Dear Rabbi Menachem Bluming: I have a dark secret… I have an anger problem. And I never knew it until I became a parent. Because the only people I take my anger out on are my own kids. I never had a temper before, but sometimes when my children misbehave and I am at my limit I just explode and lose control. I don’t like myself at those moments and know it is wrong. And yet I haven’t been able to control it. Any pointers on how to not lose it with my kids?
Your dark secret is the dark secret of every parent. We all have our weak moments, when a combination of lack of sleep, pressures of life and our imperfect hearts conspire to make us lose it. And who are the poor victims of our fury? Those we love the most, our children.
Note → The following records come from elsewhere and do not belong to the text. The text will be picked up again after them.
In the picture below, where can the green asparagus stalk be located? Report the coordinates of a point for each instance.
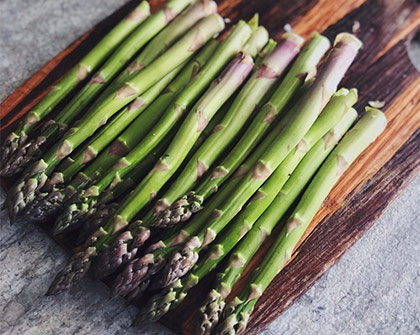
(51, 198)
(136, 274)
(211, 310)
(227, 49)
(255, 43)
(271, 45)
(133, 279)
(249, 97)
(170, 297)
(306, 62)
(111, 200)
(41, 210)
(190, 130)
(353, 144)
(81, 71)
(306, 112)
(138, 39)
(164, 39)
(36, 175)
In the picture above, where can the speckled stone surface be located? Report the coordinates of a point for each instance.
(374, 289)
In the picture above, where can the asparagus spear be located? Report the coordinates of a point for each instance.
(195, 122)
(136, 275)
(254, 44)
(140, 270)
(107, 72)
(165, 38)
(306, 112)
(51, 197)
(211, 310)
(170, 297)
(355, 142)
(109, 202)
(227, 49)
(306, 62)
(82, 70)
(41, 210)
(249, 97)
(35, 176)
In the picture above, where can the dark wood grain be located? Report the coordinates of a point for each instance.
(382, 71)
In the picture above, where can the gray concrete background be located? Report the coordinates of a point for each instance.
(374, 289)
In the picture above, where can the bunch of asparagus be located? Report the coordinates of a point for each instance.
(180, 153)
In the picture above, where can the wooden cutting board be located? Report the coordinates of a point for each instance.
(383, 71)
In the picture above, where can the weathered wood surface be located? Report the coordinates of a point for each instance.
(382, 72)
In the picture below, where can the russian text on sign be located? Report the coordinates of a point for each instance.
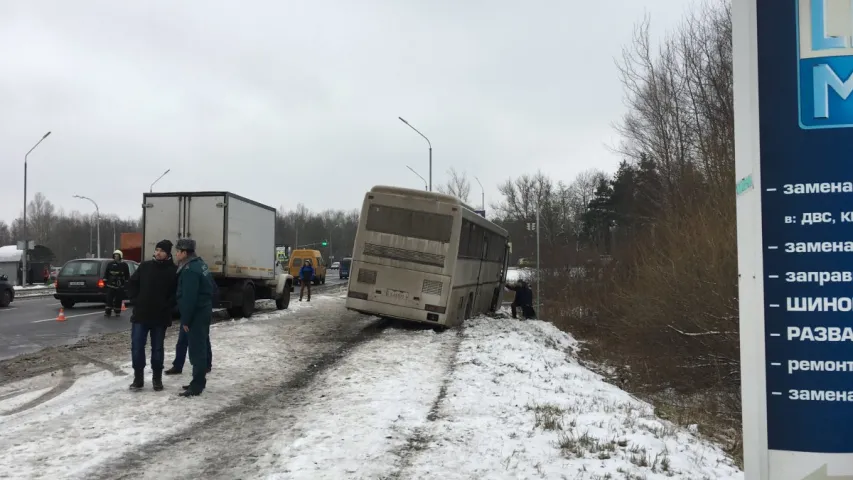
(818, 247)
(820, 366)
(811, 188)
(819, 304)
(820, 395)
(820, 278)
(820, 334)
If it is happening frequently or if you are really harming your kids, you need urgent professional help. But if you are overall loving and good to your kids, just now and then you snap, then you are human. That doesn’t excuse your behavior, it just means you need to work on yourself like everybody does.
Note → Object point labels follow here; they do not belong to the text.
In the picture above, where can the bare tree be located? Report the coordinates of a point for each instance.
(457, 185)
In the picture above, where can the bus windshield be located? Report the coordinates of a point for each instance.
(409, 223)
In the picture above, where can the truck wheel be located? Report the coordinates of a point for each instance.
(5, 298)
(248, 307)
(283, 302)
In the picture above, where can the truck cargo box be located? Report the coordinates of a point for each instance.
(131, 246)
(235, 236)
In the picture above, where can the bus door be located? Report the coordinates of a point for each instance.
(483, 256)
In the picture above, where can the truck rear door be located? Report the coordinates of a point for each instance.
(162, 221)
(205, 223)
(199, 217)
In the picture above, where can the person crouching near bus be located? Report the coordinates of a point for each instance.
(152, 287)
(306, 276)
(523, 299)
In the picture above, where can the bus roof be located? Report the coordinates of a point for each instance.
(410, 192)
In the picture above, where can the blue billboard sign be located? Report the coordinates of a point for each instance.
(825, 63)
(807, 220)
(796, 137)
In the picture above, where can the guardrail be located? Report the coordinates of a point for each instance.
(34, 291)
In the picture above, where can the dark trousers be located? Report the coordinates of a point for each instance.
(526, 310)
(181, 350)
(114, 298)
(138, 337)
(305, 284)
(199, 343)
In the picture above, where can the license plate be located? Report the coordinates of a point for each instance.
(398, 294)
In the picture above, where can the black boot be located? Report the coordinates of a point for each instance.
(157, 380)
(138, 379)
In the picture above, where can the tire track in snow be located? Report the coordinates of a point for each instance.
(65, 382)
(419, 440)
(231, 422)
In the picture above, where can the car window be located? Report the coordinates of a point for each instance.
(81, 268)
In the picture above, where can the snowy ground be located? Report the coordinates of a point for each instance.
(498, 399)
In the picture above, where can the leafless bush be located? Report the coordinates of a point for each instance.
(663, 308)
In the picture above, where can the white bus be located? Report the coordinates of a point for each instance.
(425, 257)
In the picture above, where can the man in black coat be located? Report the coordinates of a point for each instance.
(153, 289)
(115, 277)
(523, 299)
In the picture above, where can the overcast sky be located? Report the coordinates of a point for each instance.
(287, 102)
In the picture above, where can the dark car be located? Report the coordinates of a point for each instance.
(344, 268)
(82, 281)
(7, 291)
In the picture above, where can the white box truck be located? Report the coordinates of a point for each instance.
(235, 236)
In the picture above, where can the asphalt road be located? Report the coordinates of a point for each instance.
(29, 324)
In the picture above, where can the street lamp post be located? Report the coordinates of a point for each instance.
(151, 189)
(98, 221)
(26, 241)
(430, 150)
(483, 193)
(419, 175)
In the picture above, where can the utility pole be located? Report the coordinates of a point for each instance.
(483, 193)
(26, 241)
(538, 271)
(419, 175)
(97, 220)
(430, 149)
Here are some wise words the Rebbe offered to a father who held the same dark secret.
The Rebbe asked, “If your neighbor dropped off their kids to your house to look after while they went out, and during that time the neighbor’s kids misbehaved, would you lose your temper with them?”
The father had to admit that no, when it is someone else’s kids misbehaving, we don’t allow ourselves to lose control, because they are not our kids. How could we face our neighbor when they return to pick up their kids, only to find them crying and hurt? We don’t feel free to lose ourselves when the kids aren’t ours.
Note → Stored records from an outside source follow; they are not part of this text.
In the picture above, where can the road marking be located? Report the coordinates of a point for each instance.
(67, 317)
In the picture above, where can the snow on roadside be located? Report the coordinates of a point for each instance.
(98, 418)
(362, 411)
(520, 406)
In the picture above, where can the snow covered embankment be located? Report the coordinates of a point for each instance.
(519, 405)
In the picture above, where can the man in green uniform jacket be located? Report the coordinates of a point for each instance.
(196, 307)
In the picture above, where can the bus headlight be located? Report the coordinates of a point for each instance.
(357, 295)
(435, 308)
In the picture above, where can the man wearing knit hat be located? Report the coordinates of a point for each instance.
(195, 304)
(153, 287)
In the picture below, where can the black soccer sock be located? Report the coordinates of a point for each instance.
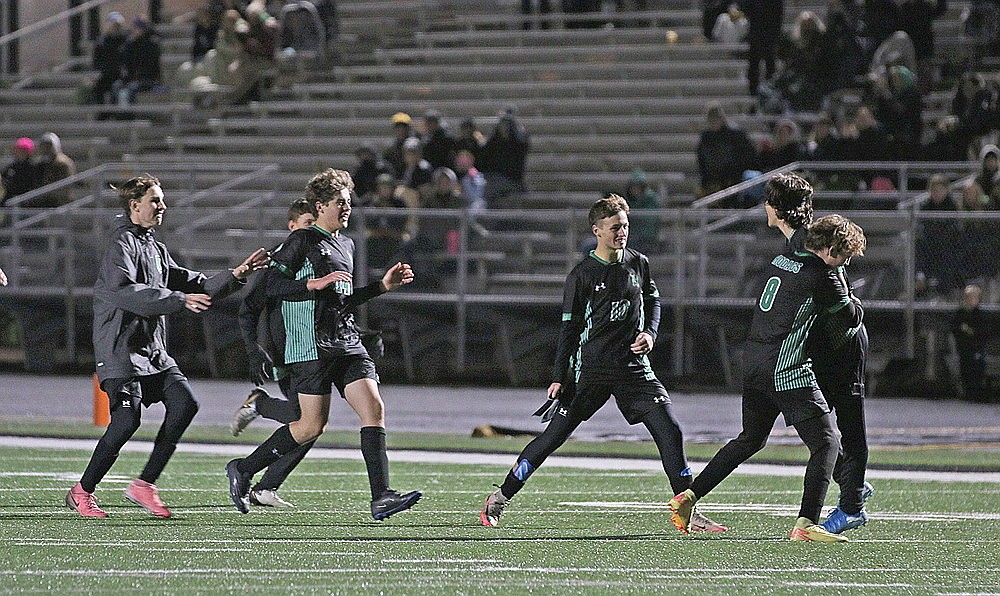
(124, 422)
(278, 471)
(376, 460)
(180, 410)
(670, 443)
(270, 451)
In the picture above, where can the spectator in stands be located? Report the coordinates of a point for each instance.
(21, 174)
(140, 63)
(898, 108)
(645, 229)
(472, 180)
(386, 233)
(916, 18)
(974, 105)
(544, 8)
(107, 58)
(401, 131)
(370, 167)
(503, 159)
(784, 146)
(259, 45)
(206, 29)
(439, 144)
(971, 329)
(988, 177)
(417, 173)
(938, 262)
(731, 26)
(979, 237)
(724, 152)
(765, 18)
(469, 138)
(53, 165)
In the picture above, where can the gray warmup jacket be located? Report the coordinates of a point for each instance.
(137, 286)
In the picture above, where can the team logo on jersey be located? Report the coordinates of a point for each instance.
(619, 308)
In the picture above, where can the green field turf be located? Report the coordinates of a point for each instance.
(570, 531)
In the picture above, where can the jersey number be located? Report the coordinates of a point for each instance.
(769, 293)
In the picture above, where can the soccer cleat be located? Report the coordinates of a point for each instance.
(494, 507)
(83, 502)
(682, 505)
(146, 496)
(702, 523)
(269, 498)
(838, 521)
(806, 530)
(392, 502)
(247, 412)
(239, 486)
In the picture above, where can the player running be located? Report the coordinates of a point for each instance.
(611, 312)
(839, 355)
(778, 376)
(312, 332)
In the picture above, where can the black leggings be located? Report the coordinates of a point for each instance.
(180, 410)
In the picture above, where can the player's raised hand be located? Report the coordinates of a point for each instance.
(197, 302)
(643, 343)
(321, 283)
(397, 276)
(255, 262)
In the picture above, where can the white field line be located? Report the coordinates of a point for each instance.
(555, 461)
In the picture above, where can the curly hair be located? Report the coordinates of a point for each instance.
(606, 207)
(842, 236)
(326, 186)
(791, 197)
(134, 189)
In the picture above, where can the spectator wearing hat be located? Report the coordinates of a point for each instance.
(53, 165)
(401, 131)
(503, 159)
(439, 144)
(20, 175)
(107, 58)
(140, 63)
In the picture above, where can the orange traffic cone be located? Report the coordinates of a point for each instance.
(102, 410)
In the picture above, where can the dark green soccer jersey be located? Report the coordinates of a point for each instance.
(799, 287)
(605, 306)
(322, 320)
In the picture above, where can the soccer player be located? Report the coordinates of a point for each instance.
(260, 402)
(137, 285)
(611, 312)
(839, 354)
(320, 344)
(779, 379)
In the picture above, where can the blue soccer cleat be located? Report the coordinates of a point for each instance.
(838, 521)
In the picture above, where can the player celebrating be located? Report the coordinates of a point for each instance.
(839, 354)
(778, 376)
(313, 326)
(260, 403)
(137, 285)
(611, 312)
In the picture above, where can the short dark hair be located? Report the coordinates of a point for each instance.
(791, 197)
(606, 207)
(134, 189)
(298, 208)
(324, 187)
(842, 236)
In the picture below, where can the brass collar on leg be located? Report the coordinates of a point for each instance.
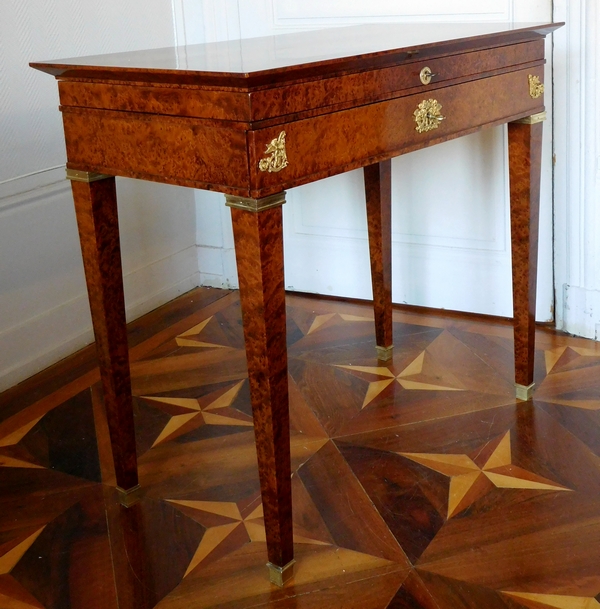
(255, 205)
(524, 392)
(279, 575)
(385, 354)
(129, 497)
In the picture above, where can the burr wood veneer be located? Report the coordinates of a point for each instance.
(252, 118)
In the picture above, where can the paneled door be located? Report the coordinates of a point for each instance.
(450, 215)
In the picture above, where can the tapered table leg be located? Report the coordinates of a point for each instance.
(96, 210)
(525, 152)
(257, 229)
(378, 190)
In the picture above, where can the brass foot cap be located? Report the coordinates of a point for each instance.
(385, 354)
(279, 575)
(130, 496)
(524, 392)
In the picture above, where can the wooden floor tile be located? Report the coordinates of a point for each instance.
(419, 483)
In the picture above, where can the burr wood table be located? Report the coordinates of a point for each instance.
(252, 118)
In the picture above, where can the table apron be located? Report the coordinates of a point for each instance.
(226, 157)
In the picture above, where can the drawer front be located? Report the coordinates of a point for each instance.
(375, 85)
(326, 145)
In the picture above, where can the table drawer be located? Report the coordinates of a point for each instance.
(395, 81)
(334, 143)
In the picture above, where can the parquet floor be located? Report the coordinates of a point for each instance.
(421, 483)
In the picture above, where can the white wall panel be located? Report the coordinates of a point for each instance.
(451, 245)
(348, 9)
(44, 314)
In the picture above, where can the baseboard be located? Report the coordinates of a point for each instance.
(39, 342)
(581, 315)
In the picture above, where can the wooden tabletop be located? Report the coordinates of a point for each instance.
(273, 59)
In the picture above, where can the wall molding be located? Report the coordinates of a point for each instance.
(19, 188)
(67, 327)
(577, 146)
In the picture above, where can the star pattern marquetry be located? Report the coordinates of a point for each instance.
(421, 498)
(9, 456)
(552, 357)
(12, 594)
(185, 340)
(321, 322)
(224, 522)
(188, 414)
(418, 375)
(556, 601)
(470, 481)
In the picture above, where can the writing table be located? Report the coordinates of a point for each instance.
(252, 118)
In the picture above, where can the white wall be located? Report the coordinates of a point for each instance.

“Well,” continued the Rebbe, “your children are not yours either. They are G-d’s children. He has entrusted them with you for a while to take care of. And you are answerable to G-d for how you treat them.”
This simple but profound insight redefines the parents’ role. Children are not our property; they do not belong to us. They belong to G-d, and we have been honored with the heavy responsibility of caring for them in their young years and guiding them for their future. If we’d be embarrassed to return our neighbor’s children having hurt them, then how much more should we recoil from the thought of hurting G-d’s children.